# Virtual guitar design



## rhh7 (Mar 14, 2008)

Can anyone here help me with the KISEKAE Virtual Guitar Modeling System?

This is fascinating software, and I enjoy designing dream guitars. But I do not know how to save my creations as a JPEG file, so that I could print them, or show them to others on the internet.

Is it possible to do this?

Thanks a million!


----------



## suttree (Aug 17, 2007)

worst case scenario, you can hit shift and print screen, then open microsoft paint, change to the editing interface, and hit ctrl and "v" to paste the screen cap. then save as what you like, and you'll have it.


----------



## rhh7 (Mar 14, 2008)

*Font of wisdom*

Suttree, you never cease to amaze me!...it works!!

Thanks a million!


----------



## suttree (Aug 17, 2007)

hey cool, glad to be of service. check this out, it's supposed to be a free online version of photoshop (i haven't used it at all though, so no promises)


----------



## zontar (Oct 25, 2007)

That's a fun site to mess around with--I've tried serious combinations--and not so serious ones--like this-










Although I do wonder how that would sound.

You can also mess around--with some different options-here, from the people at Jackson


----------



## rhh7 (Mar 14, 2008)

*How do you get your image saved to Photobucket?*

Thanks for the link to Jackson.

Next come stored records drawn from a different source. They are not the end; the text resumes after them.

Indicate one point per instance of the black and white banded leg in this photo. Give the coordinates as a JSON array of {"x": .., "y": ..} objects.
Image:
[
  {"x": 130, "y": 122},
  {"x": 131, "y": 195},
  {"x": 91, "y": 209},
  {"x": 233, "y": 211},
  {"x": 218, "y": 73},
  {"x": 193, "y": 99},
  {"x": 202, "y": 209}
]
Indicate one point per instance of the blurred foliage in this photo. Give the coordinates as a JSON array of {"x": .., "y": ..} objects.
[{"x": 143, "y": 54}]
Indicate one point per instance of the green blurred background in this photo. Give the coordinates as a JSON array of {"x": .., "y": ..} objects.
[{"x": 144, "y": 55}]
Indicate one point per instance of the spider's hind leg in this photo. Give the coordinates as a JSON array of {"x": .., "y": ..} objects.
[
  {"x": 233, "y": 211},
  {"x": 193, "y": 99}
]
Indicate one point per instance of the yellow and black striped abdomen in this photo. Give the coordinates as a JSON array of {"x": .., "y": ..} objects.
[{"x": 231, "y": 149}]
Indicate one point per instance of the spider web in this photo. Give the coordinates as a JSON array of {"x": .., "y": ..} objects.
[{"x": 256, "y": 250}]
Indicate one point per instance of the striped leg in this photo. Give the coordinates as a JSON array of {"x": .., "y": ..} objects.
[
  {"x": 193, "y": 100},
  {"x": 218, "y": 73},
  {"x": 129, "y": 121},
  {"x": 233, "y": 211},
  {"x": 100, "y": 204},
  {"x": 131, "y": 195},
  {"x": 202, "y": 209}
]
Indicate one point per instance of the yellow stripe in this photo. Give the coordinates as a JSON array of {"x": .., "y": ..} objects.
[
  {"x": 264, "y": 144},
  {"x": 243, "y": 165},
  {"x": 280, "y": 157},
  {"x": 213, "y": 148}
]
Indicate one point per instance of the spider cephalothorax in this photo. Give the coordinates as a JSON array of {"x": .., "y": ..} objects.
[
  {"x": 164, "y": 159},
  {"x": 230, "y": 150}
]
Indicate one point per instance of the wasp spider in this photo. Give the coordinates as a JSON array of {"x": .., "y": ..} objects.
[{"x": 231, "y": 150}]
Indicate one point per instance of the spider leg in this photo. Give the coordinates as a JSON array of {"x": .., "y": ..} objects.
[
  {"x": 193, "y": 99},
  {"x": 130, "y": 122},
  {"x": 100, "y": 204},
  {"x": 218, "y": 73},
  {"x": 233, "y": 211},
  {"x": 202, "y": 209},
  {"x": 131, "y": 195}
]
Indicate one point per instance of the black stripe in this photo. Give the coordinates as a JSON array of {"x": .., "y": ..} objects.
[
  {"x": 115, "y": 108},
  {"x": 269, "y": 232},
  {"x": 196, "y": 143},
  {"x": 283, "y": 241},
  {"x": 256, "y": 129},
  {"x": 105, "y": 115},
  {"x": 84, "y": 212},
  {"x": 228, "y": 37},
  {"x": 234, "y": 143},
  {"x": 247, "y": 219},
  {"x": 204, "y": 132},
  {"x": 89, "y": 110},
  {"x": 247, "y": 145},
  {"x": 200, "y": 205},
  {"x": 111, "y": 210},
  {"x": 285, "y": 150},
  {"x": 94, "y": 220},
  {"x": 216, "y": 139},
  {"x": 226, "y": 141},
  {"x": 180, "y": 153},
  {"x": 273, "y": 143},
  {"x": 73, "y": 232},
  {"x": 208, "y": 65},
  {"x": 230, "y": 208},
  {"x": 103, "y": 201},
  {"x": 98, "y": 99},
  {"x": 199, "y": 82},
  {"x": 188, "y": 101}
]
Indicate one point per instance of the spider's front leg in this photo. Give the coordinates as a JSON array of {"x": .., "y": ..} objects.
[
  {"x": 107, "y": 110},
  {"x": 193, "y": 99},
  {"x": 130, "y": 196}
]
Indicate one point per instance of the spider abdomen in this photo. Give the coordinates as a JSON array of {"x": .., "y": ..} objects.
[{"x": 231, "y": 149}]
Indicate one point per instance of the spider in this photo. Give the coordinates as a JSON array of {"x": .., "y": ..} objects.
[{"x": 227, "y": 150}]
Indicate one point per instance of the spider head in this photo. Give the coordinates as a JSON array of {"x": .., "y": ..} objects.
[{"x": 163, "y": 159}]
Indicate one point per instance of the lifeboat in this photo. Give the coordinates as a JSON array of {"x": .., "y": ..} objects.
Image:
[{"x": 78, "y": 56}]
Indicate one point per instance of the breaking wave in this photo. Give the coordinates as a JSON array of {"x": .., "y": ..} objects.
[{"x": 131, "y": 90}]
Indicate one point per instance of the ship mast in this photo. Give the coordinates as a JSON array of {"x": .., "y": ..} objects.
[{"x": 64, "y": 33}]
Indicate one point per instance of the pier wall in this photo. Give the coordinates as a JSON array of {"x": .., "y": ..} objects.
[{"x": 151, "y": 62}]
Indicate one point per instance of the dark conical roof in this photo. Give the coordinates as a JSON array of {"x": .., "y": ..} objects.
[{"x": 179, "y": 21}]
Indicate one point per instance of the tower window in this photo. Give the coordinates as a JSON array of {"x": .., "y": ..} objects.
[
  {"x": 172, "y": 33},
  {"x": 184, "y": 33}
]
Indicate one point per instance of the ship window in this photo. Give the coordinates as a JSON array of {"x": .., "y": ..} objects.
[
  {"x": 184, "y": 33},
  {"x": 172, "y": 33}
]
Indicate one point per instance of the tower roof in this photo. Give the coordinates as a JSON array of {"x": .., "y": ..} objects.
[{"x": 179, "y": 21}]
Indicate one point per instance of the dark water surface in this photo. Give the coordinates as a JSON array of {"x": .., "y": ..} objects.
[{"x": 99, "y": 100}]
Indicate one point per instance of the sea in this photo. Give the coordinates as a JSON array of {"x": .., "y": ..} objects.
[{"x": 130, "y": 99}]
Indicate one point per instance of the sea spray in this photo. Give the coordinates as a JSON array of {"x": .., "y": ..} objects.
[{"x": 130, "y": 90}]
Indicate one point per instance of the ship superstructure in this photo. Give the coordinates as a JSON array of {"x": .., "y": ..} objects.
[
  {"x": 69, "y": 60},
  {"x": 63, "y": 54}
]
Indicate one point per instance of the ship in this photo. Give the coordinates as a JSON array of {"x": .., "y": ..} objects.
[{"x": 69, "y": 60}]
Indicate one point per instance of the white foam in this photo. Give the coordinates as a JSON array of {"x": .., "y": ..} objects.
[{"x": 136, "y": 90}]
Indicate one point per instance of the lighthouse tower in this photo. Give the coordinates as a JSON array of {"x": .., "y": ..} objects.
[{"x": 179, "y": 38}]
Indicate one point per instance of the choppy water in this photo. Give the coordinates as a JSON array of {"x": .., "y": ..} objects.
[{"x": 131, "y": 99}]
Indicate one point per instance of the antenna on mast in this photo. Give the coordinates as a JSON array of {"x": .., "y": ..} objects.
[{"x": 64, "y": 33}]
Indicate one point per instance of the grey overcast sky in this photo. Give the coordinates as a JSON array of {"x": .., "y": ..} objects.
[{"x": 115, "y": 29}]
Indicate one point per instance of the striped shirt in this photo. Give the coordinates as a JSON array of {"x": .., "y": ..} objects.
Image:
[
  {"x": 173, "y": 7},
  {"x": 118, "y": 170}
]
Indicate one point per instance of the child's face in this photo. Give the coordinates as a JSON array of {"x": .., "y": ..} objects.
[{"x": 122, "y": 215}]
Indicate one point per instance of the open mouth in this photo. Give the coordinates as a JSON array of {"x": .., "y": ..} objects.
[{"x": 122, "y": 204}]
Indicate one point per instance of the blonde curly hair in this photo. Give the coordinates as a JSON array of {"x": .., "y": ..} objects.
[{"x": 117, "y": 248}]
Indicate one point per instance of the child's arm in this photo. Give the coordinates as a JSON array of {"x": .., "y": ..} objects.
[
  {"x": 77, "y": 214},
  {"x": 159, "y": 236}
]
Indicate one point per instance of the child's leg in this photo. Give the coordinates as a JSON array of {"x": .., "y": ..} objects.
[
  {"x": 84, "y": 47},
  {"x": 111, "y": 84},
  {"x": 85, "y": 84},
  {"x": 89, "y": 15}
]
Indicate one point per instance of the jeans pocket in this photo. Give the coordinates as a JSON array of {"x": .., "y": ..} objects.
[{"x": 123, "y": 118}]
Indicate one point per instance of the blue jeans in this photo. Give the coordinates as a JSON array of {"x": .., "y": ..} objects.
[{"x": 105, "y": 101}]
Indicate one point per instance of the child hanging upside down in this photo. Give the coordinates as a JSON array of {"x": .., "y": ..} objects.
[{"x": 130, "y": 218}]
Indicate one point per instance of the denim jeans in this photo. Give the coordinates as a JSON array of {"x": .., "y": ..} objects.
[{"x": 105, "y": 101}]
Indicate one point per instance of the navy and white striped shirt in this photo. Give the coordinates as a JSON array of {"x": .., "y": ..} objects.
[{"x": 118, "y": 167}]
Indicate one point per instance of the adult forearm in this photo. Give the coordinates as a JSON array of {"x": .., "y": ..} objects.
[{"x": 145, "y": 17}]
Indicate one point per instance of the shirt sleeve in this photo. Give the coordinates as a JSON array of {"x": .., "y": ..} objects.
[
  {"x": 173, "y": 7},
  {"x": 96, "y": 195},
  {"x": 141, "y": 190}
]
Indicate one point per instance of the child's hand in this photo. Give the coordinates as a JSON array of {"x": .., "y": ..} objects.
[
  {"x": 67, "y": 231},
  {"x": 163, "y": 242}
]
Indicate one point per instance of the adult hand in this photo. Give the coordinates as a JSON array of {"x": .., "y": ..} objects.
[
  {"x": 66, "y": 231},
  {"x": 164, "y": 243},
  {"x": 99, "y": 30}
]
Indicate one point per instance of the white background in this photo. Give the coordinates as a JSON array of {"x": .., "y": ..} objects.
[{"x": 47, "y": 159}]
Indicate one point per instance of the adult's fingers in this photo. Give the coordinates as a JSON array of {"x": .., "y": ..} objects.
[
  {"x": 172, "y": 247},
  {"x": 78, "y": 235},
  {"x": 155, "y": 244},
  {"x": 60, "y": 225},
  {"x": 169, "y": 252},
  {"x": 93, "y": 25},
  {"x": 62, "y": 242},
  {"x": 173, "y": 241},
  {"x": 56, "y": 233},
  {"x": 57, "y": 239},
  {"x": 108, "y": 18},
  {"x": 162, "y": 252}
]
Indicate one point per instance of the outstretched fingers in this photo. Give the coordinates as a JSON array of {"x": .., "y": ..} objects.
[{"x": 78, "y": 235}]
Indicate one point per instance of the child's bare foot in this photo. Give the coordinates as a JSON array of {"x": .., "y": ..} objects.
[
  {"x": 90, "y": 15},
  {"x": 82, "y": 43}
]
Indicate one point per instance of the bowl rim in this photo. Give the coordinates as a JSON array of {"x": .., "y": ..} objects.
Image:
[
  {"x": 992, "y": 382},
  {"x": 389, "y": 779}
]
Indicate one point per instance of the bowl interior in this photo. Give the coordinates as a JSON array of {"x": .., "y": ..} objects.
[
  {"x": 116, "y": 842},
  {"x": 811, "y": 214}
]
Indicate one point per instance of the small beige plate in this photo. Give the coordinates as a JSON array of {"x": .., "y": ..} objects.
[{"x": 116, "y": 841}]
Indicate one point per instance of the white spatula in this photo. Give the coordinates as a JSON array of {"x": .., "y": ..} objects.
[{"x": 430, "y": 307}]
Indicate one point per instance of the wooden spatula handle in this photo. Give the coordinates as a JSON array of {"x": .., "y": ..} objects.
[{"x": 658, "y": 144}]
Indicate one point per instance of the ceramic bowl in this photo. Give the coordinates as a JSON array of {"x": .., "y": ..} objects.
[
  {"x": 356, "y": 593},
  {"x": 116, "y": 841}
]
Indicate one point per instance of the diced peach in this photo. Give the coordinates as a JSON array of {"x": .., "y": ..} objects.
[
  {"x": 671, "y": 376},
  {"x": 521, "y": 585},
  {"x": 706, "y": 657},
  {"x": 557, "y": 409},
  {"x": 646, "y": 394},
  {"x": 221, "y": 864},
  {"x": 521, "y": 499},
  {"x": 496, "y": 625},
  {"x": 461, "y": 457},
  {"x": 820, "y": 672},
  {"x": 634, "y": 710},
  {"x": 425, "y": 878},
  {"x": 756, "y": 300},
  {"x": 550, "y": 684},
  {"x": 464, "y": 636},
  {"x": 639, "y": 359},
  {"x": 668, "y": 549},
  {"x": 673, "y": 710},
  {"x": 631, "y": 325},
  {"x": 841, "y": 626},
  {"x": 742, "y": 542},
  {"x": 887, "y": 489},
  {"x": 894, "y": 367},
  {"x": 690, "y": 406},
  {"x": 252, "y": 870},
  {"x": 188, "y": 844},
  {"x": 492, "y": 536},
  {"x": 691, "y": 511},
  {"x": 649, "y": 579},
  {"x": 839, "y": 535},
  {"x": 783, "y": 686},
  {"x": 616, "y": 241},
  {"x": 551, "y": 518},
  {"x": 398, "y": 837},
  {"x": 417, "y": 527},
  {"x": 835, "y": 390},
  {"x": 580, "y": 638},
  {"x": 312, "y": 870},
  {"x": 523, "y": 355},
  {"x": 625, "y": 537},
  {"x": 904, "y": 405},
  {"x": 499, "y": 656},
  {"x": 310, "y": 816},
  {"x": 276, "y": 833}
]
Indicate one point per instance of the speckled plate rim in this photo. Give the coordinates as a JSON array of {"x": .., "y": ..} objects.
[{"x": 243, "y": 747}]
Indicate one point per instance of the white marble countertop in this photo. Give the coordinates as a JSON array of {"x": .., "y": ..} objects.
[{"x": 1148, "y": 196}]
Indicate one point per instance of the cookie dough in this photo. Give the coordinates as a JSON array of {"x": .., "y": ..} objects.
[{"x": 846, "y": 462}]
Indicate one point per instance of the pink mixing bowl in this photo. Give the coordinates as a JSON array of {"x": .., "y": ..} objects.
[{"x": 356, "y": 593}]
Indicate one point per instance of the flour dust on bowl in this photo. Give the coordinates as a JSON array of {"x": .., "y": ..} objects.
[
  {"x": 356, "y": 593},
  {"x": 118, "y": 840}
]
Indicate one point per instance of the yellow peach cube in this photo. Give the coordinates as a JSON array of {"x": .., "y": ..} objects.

Sorry I am slow to catch on...how did you get this image saved so you could upload to Photobucket?

Thanks a million!


----------



## Joel Rainville (Apr 21, 2008)

I love to play with KISEKAE, but my favortie Virtual Guitar Builder these days is the "Dressing Room" over at http://www.offsetguitars.com/. It lets you customize Jazzmasters and Jaguars, and is a bit more photorealistic than KISEKAE :




























You need to register on the forums before you can access the Dressing Room. Well worth it IMHO.


----------



## rhh7 (Mar 14, 2008)

*Another guitar forum!*

I also joined Ultimate Guitar Forum in Europe this morning...

Thanks a million!


----------



## zontar (Oct 25, 2007)

rhh7 said:


> Thanks for the link to Jackson. Sorry I am slow to catch on...how did you get this image saved so you could upload to Photobucket?
> 
> Thanks a million!


Oh, sorry. I meant to post that.

I do a screen print--using the "print screen" key. Then I paste it into paint and crop it and save it as a png. (jpegs & gifs will distort the image--pngs use a little more memory--but it's worth it.) That should work with other programs as well.


----------